18: Months Dick Clark’s American Bandstand Theater was closed for renovation beginning in 2007 after neighbors complained about noise.

17: Age he got his first job in the mailroom at the radio station his father managed.

16: Date in April 2004 when he appeared on Larry King Live, revealing he suffered from type 2 diabetes.

15: The hundred block of Vine Street that houses Clark’s star on the Hollywood Walk of Fame (east side of the 1500 block).

14: Seasons various iterations of The $10,000 Pyramid game show aired, starting in 1973.

13: Age when he went to see a live radio broadcast of Jimmy Durante and Garry Moore, which inspired him to go into broadcasting.

12: Price in dollars of the grilled pork specialty entrée at Dick Clark’s American Bandstand Grill in Branson, Mo.

11: Tens of times Freddy “Boom Boom” Cannon appeared on American Bandstand (110 total times).

10: Emmys won by Jeopardy, the only game show to win more Emmys than Clark’s first game show, The $10,000 Pyramid, which won nine.

9: Hundreds of hours of American Bandstand that Dick Clark Productions owner Dan Synder promised to digitize.

8: Number of times “shakin’” is repeated in Jerry Lee Lewis’s “Whole Lotta Shakin Goin’ On,” the first song performed on the national version of American Bandstand.

7: Lucky number for him and his third wife, Kari. They were married on 7/7/1977 at 7 p.m.
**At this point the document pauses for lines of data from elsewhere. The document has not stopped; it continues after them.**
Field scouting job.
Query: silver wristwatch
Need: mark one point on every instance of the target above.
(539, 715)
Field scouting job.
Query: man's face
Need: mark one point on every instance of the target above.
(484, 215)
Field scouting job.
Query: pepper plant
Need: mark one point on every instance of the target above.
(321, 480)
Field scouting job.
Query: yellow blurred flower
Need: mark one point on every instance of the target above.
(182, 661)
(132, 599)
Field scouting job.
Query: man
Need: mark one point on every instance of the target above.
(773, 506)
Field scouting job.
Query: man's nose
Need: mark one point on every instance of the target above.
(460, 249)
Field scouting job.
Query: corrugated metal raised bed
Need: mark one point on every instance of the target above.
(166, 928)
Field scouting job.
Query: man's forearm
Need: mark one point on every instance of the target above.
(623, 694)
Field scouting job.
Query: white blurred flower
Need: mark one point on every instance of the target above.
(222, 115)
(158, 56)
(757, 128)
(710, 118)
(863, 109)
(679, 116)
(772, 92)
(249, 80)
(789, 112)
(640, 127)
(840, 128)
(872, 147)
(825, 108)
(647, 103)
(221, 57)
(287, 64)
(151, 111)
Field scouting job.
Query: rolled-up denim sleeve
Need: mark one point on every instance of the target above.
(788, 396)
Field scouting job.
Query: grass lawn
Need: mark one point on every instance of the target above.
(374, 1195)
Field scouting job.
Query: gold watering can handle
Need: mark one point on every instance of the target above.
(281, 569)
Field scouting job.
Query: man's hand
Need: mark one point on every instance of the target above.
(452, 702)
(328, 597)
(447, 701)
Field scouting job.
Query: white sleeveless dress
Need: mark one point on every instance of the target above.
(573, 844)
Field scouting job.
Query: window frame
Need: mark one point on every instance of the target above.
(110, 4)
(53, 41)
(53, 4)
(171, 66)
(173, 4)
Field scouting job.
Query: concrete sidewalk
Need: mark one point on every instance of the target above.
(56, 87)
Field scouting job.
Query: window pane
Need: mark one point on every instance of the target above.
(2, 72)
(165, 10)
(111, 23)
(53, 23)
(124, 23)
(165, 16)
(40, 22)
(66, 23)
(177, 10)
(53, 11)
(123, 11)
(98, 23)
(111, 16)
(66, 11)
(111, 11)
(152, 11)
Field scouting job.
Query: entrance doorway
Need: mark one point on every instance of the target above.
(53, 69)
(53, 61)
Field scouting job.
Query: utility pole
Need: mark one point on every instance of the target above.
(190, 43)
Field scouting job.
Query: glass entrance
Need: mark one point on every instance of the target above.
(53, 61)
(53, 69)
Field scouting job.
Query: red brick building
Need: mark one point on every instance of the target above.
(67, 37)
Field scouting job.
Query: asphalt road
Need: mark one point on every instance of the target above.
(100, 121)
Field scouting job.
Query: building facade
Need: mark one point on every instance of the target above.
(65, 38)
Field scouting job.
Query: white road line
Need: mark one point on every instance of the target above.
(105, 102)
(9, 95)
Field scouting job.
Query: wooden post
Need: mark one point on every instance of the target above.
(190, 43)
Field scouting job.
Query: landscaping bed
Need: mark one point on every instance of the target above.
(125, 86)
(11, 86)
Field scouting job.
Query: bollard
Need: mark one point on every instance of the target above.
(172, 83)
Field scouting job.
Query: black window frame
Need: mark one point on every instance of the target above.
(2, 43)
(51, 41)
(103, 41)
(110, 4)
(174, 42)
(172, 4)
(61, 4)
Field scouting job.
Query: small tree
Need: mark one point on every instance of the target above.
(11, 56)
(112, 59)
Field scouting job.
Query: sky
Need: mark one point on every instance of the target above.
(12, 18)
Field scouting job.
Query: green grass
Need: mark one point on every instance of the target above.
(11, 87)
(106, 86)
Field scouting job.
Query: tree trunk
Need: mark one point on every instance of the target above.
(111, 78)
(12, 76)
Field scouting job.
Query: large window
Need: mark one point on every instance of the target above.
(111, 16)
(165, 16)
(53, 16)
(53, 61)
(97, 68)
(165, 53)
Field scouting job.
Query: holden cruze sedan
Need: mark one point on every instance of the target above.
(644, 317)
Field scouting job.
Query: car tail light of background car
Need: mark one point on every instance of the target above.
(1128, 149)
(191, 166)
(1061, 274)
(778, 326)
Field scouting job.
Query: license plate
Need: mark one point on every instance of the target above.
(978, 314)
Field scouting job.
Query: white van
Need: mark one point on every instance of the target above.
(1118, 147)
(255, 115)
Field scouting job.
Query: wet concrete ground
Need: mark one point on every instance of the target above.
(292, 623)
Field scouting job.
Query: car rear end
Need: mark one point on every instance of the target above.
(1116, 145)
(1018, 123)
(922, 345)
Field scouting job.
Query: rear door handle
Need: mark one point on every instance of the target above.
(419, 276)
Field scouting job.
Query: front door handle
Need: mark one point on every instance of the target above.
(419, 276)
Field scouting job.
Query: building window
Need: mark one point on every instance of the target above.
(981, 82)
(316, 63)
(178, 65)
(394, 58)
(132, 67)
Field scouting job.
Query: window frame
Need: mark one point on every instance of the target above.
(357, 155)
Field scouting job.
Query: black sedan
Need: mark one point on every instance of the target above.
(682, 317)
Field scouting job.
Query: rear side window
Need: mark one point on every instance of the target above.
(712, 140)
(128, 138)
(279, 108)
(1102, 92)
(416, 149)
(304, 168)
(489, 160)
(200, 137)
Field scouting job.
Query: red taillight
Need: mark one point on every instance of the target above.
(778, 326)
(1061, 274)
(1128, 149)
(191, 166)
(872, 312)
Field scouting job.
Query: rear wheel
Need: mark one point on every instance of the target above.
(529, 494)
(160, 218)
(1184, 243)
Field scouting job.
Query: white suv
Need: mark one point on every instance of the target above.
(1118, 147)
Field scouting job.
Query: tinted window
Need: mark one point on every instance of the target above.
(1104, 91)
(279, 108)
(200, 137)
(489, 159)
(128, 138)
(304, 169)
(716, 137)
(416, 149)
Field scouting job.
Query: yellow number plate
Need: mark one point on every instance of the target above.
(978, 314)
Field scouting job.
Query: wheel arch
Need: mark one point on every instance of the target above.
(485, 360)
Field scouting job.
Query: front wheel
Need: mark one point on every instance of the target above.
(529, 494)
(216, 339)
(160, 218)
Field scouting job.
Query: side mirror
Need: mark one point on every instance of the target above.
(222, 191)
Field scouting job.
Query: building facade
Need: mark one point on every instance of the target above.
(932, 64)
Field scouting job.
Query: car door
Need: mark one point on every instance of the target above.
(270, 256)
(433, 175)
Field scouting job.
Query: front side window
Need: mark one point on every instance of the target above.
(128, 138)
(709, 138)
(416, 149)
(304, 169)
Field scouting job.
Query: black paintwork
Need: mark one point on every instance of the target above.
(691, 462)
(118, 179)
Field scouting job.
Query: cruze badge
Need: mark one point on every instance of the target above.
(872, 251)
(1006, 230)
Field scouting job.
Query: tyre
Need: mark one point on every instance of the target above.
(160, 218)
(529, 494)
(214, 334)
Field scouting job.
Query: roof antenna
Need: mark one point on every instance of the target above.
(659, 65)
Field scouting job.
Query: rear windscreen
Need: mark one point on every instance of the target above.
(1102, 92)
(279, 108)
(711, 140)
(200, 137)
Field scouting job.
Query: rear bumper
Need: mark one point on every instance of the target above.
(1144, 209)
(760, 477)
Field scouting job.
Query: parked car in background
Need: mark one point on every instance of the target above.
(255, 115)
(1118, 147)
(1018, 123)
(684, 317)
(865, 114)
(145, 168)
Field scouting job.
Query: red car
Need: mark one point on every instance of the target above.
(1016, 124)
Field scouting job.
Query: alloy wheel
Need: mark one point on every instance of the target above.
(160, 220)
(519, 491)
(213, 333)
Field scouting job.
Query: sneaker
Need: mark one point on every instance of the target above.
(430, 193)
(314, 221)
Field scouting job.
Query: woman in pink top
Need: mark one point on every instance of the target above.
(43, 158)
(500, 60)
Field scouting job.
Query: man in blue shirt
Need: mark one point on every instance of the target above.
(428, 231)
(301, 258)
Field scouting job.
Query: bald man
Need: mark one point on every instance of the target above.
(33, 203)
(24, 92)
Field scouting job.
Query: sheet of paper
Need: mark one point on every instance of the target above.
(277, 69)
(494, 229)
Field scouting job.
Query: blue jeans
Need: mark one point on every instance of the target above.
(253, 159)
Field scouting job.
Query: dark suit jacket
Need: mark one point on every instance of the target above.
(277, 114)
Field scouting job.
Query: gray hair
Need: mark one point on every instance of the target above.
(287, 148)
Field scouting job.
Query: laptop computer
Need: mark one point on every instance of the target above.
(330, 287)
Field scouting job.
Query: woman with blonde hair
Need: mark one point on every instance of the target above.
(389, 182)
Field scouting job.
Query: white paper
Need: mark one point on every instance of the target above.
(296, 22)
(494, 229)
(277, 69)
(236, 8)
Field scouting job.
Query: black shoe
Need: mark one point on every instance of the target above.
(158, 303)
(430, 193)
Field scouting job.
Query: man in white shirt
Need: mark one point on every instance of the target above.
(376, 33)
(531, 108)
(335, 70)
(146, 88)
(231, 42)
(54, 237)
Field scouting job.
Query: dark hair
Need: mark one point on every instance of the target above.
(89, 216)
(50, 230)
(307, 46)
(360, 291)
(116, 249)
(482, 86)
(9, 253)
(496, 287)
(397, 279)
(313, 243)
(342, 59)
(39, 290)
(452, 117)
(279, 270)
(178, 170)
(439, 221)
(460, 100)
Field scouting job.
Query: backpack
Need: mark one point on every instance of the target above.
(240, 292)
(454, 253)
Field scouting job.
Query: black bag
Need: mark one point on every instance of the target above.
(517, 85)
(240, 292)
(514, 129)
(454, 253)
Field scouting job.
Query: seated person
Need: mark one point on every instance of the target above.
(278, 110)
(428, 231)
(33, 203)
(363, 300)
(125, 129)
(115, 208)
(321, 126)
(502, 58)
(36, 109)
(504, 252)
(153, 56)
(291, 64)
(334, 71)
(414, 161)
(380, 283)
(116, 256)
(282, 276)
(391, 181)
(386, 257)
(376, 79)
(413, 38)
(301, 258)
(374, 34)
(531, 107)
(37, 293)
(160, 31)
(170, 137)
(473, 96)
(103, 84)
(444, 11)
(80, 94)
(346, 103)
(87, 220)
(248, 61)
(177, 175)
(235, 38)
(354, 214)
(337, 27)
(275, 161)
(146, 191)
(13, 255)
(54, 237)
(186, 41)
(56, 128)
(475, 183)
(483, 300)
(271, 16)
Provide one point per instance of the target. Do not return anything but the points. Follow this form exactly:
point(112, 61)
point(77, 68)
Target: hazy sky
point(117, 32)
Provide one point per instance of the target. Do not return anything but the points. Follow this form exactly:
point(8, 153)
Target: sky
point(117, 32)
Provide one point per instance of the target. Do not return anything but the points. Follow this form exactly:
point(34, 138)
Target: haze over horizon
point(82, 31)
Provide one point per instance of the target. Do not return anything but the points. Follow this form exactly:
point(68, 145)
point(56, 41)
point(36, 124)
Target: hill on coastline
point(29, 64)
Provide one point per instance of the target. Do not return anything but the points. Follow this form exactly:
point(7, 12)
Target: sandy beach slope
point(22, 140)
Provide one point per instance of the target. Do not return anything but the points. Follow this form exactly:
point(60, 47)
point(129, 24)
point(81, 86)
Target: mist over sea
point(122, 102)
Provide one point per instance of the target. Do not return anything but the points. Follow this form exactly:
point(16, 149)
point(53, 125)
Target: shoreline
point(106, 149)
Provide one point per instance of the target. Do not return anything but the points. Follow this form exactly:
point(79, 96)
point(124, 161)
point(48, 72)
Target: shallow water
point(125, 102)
6: Most Academy of Country Music Entertainer of the Year Awards won by Garth Brooks. Dick Clark Productions has produced the ACMs since 1979.

5: Number of Emmys Clark won, including a Daytime Emmy lifetime achievement award, as well as the number of Halls of Fame into which he was inducted.

4: Number of Miss Universe pageants Dick Clark hosted in Wichita, Kan.

3: Number of children he had: Richard, Duane, and Cindy.

2: Years The Dick Clark Show lasted on prime-time television’s Saturday night lineup.

1: Number of times he had to testify before a congressional committee about the possible conflict of interest between his promotion of performers and investment interests in publishing and recording in 1959.